For a long time we have had one tame Myki apologist who is out of touch with reality; now we have another.
I'm reject that, I'm just pointing out how the system currently functions. You know, offering help to those who don't know.
Listen to yourself - you're blaming the user as is typical with anyone connected to Myki.
"Go to a top-up machine and press zoom" - how the frig would an irregular user know that?
"See a Station Attendant" - that's plainly ridiculous and you should know it. What proportion of stations are staffed? Less than ten percent?
"Register on-line first?" Another hilarious joke. Why would a very occasional user want to go though the rigmarole of registered a public transport ticket on-line, with a set of logins? Why? Another case of the user having to meet the needs of the system instead of the other way round.
So - try and explain to me what happened to my friends from the country when they hadn't used their Myki cards for several months, came to Melbourne and tried to touch on and were 'declined' or whatever (they said it just didn't work) which resulted in them throwing their cards in the bin. I read Daniel Bowen's post and I still don't understand. Perhaps I'm one of those stupid people you were alluding to.

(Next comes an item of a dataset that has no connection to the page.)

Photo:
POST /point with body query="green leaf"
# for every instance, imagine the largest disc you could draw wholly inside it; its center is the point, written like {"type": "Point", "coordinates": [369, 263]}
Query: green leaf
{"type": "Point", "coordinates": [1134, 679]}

What happened? Plain English please.
Well, I was hoping you'd shed light on that, seeing as it's your story. If you read my own post, you'd realise I only mentioned registering online as a possible explanation as to why the card was declined.
As I said, there's only a few situations where you can't use money on your card:
*It's been more than 90 days since you did an online top up, and you can't collect it. It hasn't gone, you just have to wait a day. You can still use any other money on the card.
*An automatic top-up has been declined by your bank (auto top-up is set up by you online to top up your myki money if it falls below a threshold, or every 28 days if you have a pass)
*You've reported it stolen
You seem fairly certain the cards weren't registered online, so that rules out those possibilities. You're left with:
*The card is 4 years old and has expired
*The card is broken
Or one other possibility: the validator is broken. But I would hope anyone would try another validator before throwing away their card....
Nothing whatever to do with a 90 day expiry for not using your card. My money's on the 4 year expiry, especially if the validator said declined, as opposed to not reacting at all. You can bash myki for this all you want, but all cards expire, and no metcard or paper ticket lasts 4 years. (Ironically, if they had registered the card, they would have been sent a letter advising them it's about to expire).
Station Attendants: Well you don't have to see a station attendant, you can mail it off instead.
As for short term tickets, has VLine actually said paper tickets will be completely abolished, or do they plan to keep them on? If so, conductors could easily be able to sell you a myki as bus drivers can, although you're supposed to buy your ticket before you travel on VLine, even before myki.
And short term tickets on trams? Well I agree completely, of course it's needed.